Both expressed confidence in Berkshire’s ability to stay on course once they’re gone, and had possible Buffett successors, Vice Chairmen Greg Abel and Ajit Jain, join them on stage at the annual meeting.

“This decentralization won’t work unless you have the right kind of culture accompanying it,” Buffett said about Berkshire.

“Greg will keep the culture,” Munger said of Abel.

Robert Miles, a shareholder who teaches a class on Buffett and Berkshire at The University of Nebraska, called Abel and Jain’s presence “a real value-add,” in that they fielded several questions and were more visible than in most prior years.

Jain said he and Abel talk every quarter about businesses they oversee.

Abel addressed Berkshire’s efforts around environmental, social and governance (ESG) issues topics that were on the meeting’s agenda, with two shareholder proposals asking the company’s board to publish annual reports on how each of its units addressed them.
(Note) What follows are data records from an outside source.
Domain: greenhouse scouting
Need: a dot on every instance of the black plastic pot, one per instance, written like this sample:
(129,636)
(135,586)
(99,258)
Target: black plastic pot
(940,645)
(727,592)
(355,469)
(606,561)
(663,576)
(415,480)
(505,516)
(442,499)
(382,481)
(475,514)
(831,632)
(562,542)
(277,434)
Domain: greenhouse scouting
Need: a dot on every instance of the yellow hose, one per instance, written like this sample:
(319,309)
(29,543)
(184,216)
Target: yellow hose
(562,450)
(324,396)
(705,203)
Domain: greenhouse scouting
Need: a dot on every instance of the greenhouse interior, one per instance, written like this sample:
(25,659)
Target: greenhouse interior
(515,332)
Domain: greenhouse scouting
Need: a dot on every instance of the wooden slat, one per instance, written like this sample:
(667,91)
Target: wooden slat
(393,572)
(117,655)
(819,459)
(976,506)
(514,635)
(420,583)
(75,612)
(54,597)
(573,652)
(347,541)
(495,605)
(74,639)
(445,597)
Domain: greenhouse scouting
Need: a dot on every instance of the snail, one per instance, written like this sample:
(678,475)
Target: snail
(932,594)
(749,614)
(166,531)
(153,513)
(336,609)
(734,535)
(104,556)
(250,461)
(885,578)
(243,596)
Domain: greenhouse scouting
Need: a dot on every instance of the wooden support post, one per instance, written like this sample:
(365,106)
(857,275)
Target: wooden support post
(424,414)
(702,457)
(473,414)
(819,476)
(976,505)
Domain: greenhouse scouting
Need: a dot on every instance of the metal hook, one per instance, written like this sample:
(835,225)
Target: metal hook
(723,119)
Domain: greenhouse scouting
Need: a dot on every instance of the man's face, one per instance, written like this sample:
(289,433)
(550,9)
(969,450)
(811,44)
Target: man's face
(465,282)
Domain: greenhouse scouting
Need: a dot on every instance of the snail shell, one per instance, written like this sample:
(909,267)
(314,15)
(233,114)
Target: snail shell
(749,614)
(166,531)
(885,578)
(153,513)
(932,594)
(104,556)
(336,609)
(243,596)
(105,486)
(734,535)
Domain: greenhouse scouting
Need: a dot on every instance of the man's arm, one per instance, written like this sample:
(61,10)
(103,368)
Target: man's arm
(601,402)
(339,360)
Berkshire opposed the proposals, citing its decentralized business model.

Both proposals were rejected, but received support from around one quarter of the votes cast, suggesting greater discontent than Berkshire shareholders historically have demonstrated.

“These are complex topics that warrant ongoing dialogue,” said Caitlin McSherry, Director of Investment Stewardship at Neuberger Berman, a Berkshire shareholder that backed the proposals.

Smead, of Smead Capital Management, looks forward to when Berkshire will again become a frequent buyer of choice for companies looking to sell.

“We would (add) where they are back to shooting fish in a barrel,” he said.